Не счесть всех планов, какие вынашивал Орион, изыскивая средства для уплаты мне долга. Планы эти возникали на протяжении тридцати лет и один за другим отпадали. И все эти тридцать лет Орион, известный своей неподкупной честностью, занимал почетные должности, связанные с сохранением чужих денег, но неоплачиваемые. Он был казначеем всех благотворительных обществ; ведал деньгами и прочим имуществом вдов и сирот; сберег чужие деньги до последнего цента и ни цента не нажил для себя. Всякий раз как он менял веру, новая церковь с радостью его принимала; его тут же ставили казначеем, и он тут же пресекал взяточничество и утечки. Свою политическую окраску он менял с такой легкостью, что все только диву давались. Вот какой курьез произошел однажды - он сам мне об этом написал.
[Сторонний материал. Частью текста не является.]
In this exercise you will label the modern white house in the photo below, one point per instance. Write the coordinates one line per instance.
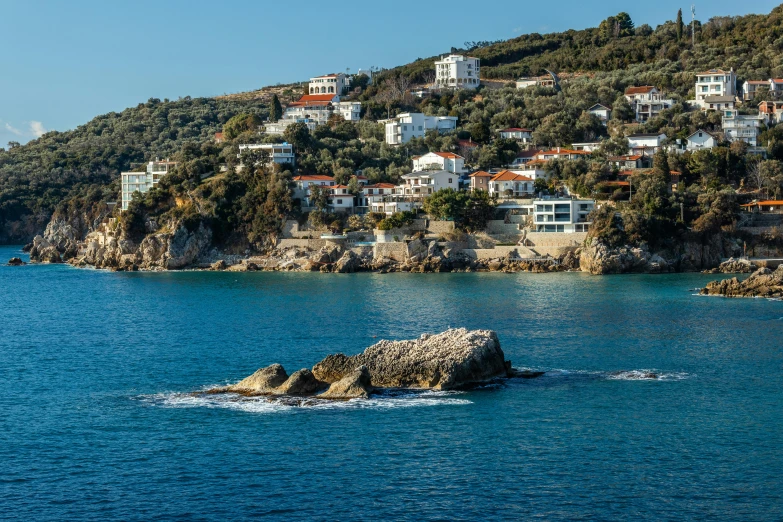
(278, 152)
(514, 133)
(439, 161)
(329, 84)
(143, 181)
(302, 185)
(701, 140)
(562, 214)
(715, 82)
(718, 103)
(646, 101)
(645, 144)
(772, 112)
(403, 127)
(602, 112)
(314, 110)
(742, 127)
(456, 71)
(422, 184)
(510, 184)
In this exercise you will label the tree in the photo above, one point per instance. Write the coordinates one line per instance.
(298, 135)
(276, 109)
(680, 25)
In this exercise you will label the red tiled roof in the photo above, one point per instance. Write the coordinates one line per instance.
(639, 90)
(313, 177)
(507, 175)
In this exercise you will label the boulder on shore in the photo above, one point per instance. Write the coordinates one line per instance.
(353, 386)
(761, 283)
(454, 358)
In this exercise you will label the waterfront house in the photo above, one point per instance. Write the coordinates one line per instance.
(439, 161)
(564, 215)
(143, 181)
(510, 184)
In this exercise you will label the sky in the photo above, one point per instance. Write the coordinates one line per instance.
(64, 62)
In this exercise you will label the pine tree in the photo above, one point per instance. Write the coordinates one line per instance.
(680, 25)
(276, 110)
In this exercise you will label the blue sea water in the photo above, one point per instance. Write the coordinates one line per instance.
(96, 422)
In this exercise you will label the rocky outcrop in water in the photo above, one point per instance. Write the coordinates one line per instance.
(453, 359)
(761, 283)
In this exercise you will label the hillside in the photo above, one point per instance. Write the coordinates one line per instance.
(79, 169)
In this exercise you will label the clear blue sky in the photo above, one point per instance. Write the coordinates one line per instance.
(64, 62)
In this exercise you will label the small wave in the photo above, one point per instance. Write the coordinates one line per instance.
(391, 399)
(646, 375)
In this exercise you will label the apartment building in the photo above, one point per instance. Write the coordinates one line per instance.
(456, 71)
(143, 181)
(403, 127)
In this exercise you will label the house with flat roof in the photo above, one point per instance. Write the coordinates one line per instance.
(439, 161)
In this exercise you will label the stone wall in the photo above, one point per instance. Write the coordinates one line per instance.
(396, 251)
(497, 252)
(555, 239)
(498, 226)
(440, 227)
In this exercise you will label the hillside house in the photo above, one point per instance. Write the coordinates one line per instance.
(456, 71)
(329, 84)
(701, 140)
(439, 161)
(646, 101)
(403, 127)
(143, 181)
(602, 112)
(513, 133)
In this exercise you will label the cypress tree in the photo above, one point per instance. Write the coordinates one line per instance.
(680, 25)
(276, 110)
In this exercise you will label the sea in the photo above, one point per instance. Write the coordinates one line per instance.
(656, 404)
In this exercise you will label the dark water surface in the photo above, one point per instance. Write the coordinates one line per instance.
(93, 423)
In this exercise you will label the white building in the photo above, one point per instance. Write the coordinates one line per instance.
(403, 127)
(314, 110)
(422, 184)
(302, 185)
(143, 181)
(510, 184)
(645, 144)
(514, 133)
(278, 152)
(742, 127)
(329, 84)
(715, 82)
(439, 161)
(602, 112)
(647, 102)
(457, 72)
(562, 215)
(701, 140)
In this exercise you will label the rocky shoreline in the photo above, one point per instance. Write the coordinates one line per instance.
(763, 283)
(452, 360)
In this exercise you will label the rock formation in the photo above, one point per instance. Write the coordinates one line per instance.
(453, 359)
(761, 283)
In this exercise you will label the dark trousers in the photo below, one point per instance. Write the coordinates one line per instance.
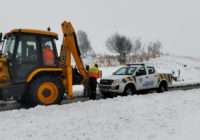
(93, 87)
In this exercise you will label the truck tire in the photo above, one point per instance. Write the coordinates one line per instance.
(162, 87)
(107, 95)
(46, 90)
(129, 90)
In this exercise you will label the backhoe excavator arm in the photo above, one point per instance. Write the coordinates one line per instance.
(70, 48)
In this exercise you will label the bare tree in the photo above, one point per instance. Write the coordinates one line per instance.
(154, 49)
(119, 44)
(84, 43)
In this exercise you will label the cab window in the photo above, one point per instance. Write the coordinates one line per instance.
(141, 71)
(26, 56)
(8, 46)
(151, 70)
(48, 53)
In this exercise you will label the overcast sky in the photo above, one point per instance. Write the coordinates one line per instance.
(176, 23)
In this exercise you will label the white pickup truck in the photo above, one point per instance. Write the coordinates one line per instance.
(132, 78)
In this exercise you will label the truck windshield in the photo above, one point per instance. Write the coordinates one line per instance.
(8, 46)
(125, 71)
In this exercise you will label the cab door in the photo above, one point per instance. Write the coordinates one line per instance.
(26, 57)
(153, 82)
(141, 77)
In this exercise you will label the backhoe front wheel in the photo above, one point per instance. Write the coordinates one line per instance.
(46, 90)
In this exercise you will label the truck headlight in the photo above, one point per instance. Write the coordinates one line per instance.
(116, 82)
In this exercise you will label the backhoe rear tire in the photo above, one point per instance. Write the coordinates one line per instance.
(46, 90)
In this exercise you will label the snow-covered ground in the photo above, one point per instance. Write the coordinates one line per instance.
(169, 116)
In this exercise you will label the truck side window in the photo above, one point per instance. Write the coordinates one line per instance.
(141, 71)
(151, 70)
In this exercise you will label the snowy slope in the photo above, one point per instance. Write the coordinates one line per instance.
(189, 67)
(168, 116)
(172, 115)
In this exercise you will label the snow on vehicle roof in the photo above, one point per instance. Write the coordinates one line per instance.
(137, 64)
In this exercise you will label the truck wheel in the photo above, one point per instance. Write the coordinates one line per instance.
(163, 87)
(107, 95)
(129, 90)
(46, 90)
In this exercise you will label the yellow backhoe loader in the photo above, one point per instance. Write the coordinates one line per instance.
(32, 72)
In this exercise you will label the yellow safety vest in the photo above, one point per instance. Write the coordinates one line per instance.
(94, 72)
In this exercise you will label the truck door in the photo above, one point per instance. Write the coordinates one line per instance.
(141, 75)
(152, 79)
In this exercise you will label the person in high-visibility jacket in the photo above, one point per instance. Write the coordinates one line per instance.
(94, 74)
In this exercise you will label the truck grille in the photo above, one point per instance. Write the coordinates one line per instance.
(106, 82)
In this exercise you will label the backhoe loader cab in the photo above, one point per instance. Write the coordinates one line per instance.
(25, 53)
(30, 69)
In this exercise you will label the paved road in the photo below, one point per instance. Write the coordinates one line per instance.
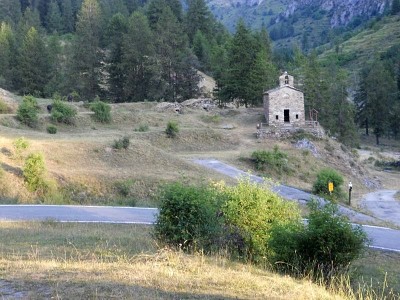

В одно прекрасное утро он был республиканцем. В связи с предвыборной кампанией его попросили вечером произнести на митинге речь, и он согласился. Он приготовил свою речь. А после второго завтрака он стал демократом и согласился написать десяток зажигательных лозунгов для транспарантов, которые демократы должны были вечером нести во время факельного шествия. Над сочинением этих громких демократических лозунгов он просидел всю вторую половину дня, так что новая возможность переменить ориентацию представилась ему только вечером. И вот он произнес на митинге республиканцев пламенную речь, а в это самое время мимо несли его демократические транспаранты - к великой радости всех, кто при сем присутствовал.
Да, Орион был большой чудак, и, однако, несмотря на все его странности, его искренне любили повсюду, где бы он ни жил. И не только любили, но и уважали, потому что в самом деле это был благороднейший человек.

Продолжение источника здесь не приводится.